Back at 50’s Rock and Roll the joint is jumping and Franklee treats the crowd to a gorgeous, harmony-heavy ballad “My Valentine”, from Paul McCartney’s most recent album Kisses on the Bottom. Whereas Sir Paul relies on Clapton’s superlative guitar work for color, Anatra puts the vocal harmonizer back in play, creating a gorgeous bouquet of stacked vocals. Then he gets the crowd up and dancing again when he launches into an original tune he calls “Me I Kinda Like It”, in which he salutes his doo-wop roots with a guitar-and-vocal piece that’s contemporary in its own right. He had the Live 3 warmed up at this point, and used it very artfully in a lovely reading of “Because”, from the Dave Clark Five.

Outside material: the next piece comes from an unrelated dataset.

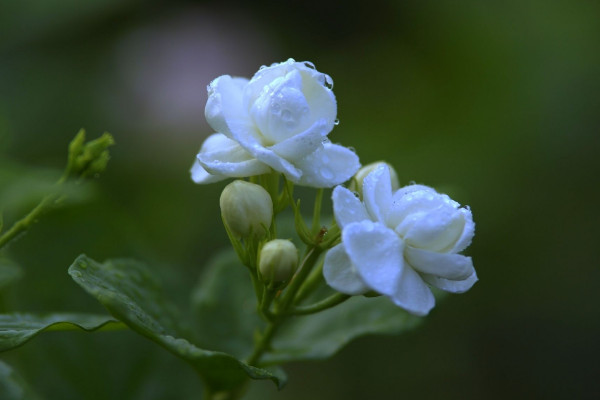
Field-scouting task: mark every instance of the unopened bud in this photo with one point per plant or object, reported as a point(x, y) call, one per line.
point(357, 181)
point(87, 159)
point(278, 262)
point(246, 209)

I give this guy the highest marks on several levels: his is a wonderfully-sweet singing voice and he accentuates it with a clear, expressive guitar style. Add in that killer, multi-decade song list and some excellent originals, and he’s ready to take any SL venue by storm.

I can’t suggest strongly enough that if you are that rare SL music fan who has not seen Anatra perform live, head on out to his very next show. He’s filling top Second Life music rooms night after night, with his loyal and active fan group The Dreamers in tow. I asked Franklee to give them a shout out.

“I consider The Dreamers to be the biggest blessing when it comes to my singing. And I couldn’t have done it all without the help of my manager (and Number One Dreamer) Jbird Melodie. The people I've met don't even realize how much they affect my life and my love for music. It has nothing to do with lindens and everything to do with the Dreamers' hearts and ears. To know that there is someone out there I can brighten the day for, or make laugh, or have sing along with me is something I have always felt lucky to have.”

We - FrankLee Anatra’s fans - are the lucky ones.

You can reach FrankLee Anatra and his manager Jbird Melodie at

Traci Nubalo can be contacted inworld or on her award-winning blogsite
Traci Nubalo: The Word at

AUTHOR'S NOTE: The above article was originally written to appear in VMS Magazine. Unfortunately, when the piece appeared in print their alleged "editor" had taken it upon herself to delete some paragraphs, and cut/paste what was left into a final form that is only barely readable, and not even close to the professional standards which I try to bring to my work.

This blog version of the FrankLee piece is the ONLY CORRECT version.

My question to VMS is this: As a well-respected, award-winning journalist I'm wondering where the line is drawn. If I was an oil painter or sculptor, would you have "added paint" or "cut a few new gouges" into my work after the fact? And then, would you have hidden behind the word "editing" to justify your actions?